Na discussão sobre a retoma, tragam a biodiversidade para a equação

Este apelo dirige-se a todos, não apenas aos decisores políticos e empresariais, mas a todos os que com o seu conhecimento podem ajudar a integrar o valor dos recursos naturais e dos ecossistemas na economia.

Não sou médica nem sou economista. Sou bióloga e confesso-vos que esta discussão sobre a retoma pós-pandemia me arrepia, por não ver ninguém que traga a biodiversidade para a equação. A biodiversidade é a base da saúde humana e é também a base da economia e das nossas sociedades, e por isso deve ser respeitada, valorizada e integrada num novo modelo de desenvolvimento.

Há já muitos anos que uma frase martela dentro da minha cabeça: mudar é preciso, mudar é preciso, mudar é preciso! Por vezes não lhe presto atenção, outras vezes encontro sinais de esperança, mas a maior parte do tempo é de angústia por ver apenas pequenas mudanças muito lentas. Ao longo das décadas, tenho acompanhado os alertas e mensagens da comunidade científica internacional mais ligada às ciências naturais sobre a necessidade de encontrar outro modelo de desenvolvimento. Fui seguindo à distância as grandes conferências internacionais sobre desenvolvimento sustentável, e analisei cada declaração final com cuidado e com esperança, principalmente muita esperança.

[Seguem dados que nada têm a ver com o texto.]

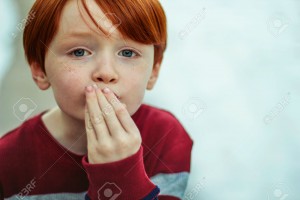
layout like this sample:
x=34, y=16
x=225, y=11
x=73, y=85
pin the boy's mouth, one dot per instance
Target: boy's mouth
x=117, y=96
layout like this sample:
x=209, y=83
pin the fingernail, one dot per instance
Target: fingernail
x=89, y=88
x=95, y=86
x=106, y=90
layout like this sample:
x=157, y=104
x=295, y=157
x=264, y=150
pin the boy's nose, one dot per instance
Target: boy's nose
x=106, y=74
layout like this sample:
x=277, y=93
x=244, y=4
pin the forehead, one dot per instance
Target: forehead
x=74, y=19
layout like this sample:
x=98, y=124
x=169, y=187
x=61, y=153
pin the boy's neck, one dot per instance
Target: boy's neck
x=67, y=131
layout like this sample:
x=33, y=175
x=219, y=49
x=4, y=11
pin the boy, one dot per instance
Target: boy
x=100, y=142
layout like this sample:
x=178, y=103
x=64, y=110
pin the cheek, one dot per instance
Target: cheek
x=68, y=86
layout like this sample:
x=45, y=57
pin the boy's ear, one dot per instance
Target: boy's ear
x=154, y=76
x=39, y=76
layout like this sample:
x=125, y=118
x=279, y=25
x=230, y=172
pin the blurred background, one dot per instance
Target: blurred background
x=231, y=76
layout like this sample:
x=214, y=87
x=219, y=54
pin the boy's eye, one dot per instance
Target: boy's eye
x=79, y=52
x=128, y=53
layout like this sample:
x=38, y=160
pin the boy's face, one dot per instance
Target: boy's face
x=80, y=54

São textos lindos e merecem ser lidos por todos, mas constatar que com o passar dos anos são quase apenas isso, é muito triste para quem como eu acredita tão fortemente na necessidade de mudança.

Desde que começou o confinamento comecei a ouvir comentadores e a ler notícias e artigos de opinião mais atentamente (como todos nós). Inicialmente, a minha preocupação foi saber mais sobre este vírus e perceber que medidas de proteção recomendam os especialistas. Rapidamente, este diálogo e apoio da ciência à sociedade começou a dar muitos frutos, dos quais o mais paradigmático exemplo é porventura o teste desenvolvido pelo Instituto de Medicina Molecular com reagentes produzidos à escala nacional. Tem sido extraordinariamente inspirador ver como a comunidade científica se uniu para encontrar respostas e soluções para apoiar profissionais de saúde e decisores (desde os decisores domésticos que somos todos nós até aos decisores políticos que nos governam). Muitos parabéns a todos pelo sentido de civismo, por serem um exemplo, um farol que guia na tormenta.

Mas com o passar dos dias, o discurso começou a ficar cada vez mais centrado na retoma económica e comecei a ficar inquieta, arrepiada mesmo… porque, por um lado, parece que os economistas percebem muito claramente que sem saúde não há economia, mas por outro não só não mostram sinais de estarem à procura de modelos diferentes, como na verdade continuam a guiar-se pelos mesmos indicadores e racionais de sempre. Por isso, sinto esta necessidade de lhes sussurrar ao ouvido: é tempo de mudar! A equação não está completa se não considerar a saúde dos ecossistemas!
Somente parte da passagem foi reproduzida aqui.